The most exciting discovery of that season to the boys was when he pointed out to them one day the small hole or den amid some rocky ledges near Big Swamp where the Mother Coon—as sometimes happens, though she generally prefers a hollow tree—had brought forth her intrepid offspring; both the one which had raided Toiney’s hencoop, and Raccoon Junior who had come to a warlike issue with the crows.
Toiney, as he explained, had investigated that deep hole amid the ledges when the woods were green with spring, and had discovered some wild animal which by its size and general outline he knew to be a coon, crouching at the inner end of it, with her young “littal as small cat.” He had beaten a hasty retreat, not willing to provoke a possible attack from the mother rendered bold by maternity, or to disturb the infant family.
He was radiant at finding the coon’s rocky home again, though tenantless, now.

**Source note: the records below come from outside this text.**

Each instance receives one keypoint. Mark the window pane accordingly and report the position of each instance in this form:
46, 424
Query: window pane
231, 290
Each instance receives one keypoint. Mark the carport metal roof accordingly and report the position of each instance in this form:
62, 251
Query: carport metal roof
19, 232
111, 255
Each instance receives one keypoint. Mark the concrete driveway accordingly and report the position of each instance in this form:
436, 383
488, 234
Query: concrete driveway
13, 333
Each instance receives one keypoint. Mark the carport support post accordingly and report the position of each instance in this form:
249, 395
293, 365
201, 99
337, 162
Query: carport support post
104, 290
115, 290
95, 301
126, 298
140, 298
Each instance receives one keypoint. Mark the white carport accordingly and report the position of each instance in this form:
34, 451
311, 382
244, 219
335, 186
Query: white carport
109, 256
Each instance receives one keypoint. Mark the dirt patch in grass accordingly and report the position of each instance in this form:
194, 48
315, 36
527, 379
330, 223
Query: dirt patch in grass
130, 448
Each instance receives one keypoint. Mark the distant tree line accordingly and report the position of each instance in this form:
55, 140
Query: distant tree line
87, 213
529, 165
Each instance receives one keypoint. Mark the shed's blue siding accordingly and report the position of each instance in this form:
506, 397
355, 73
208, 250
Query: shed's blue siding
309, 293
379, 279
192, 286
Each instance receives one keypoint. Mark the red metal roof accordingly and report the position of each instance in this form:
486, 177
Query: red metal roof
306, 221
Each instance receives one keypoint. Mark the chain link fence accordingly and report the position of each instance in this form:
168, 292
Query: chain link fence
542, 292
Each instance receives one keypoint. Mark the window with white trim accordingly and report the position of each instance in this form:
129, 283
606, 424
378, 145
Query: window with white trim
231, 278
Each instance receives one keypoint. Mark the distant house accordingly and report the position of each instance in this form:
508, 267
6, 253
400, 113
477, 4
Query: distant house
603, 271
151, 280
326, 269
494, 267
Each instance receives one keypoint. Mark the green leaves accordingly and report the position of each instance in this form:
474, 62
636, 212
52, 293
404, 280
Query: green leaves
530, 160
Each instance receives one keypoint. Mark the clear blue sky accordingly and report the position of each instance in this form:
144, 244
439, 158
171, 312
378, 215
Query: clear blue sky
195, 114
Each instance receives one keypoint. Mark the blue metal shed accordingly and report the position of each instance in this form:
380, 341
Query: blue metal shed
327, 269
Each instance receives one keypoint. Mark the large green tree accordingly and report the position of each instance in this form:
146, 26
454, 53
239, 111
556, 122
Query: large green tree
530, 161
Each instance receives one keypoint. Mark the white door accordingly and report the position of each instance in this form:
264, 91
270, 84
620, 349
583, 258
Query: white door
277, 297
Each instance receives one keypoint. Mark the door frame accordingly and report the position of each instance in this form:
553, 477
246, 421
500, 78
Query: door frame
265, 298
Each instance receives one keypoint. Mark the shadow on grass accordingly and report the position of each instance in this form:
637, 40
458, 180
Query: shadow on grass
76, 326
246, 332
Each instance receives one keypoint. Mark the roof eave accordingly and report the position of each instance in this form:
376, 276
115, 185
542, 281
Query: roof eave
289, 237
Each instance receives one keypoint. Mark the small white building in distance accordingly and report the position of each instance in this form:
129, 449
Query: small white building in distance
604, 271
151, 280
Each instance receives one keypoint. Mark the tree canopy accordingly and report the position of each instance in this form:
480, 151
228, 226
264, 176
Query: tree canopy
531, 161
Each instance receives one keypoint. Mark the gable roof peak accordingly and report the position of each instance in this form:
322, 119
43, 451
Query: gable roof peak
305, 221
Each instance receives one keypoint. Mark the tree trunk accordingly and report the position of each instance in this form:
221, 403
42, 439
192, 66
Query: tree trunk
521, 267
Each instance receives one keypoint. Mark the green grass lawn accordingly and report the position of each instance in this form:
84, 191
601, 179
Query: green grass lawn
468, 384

“Ha! I’ll know we fin’ heem den”; he beamed upon his comrades with primitive conceit. “We arre de boy—engh? We arre de bes’ scout ev’ry tam!”
And that was the aim of each member of the Owl Patrol, with the exception, perhaps, of Harold, not indeed to be the “best scout,” but to figure as the equal in scoutcraft of any lad of his age and a corresponding period of service, in the United States. To this end he drilled, explored and studied, somewhat to the mystification of boys who still held aloof from the scout movement!
“Where are ye off to, Starrie?” inquired Godey Peck, a youth of this type, one fair November afternoon, intercepting Leon about an hour after school had closed. “Don’t you want to come along with me? I’m going down to Stanway’s shipyard to have a look at the new vessel that they’re going to launch at daybreak to-morrow. She’s all wedged up on the ways, ready to go. Say!” Godey edged slyly nearer to Leon, “us boys—Choc Latour, Benjie Lane an’ me—have hit on a plan for being launched in her. You know they won’t allow boys to be aboard, if they know it, when she shoots off the launching ways. But those ship carpenters’ll have to rise bright and early if they want to get ahead of us! See?”
Godey laid a forefinger against the left side of his nose, to emphasize a high opinion of his own subtlety.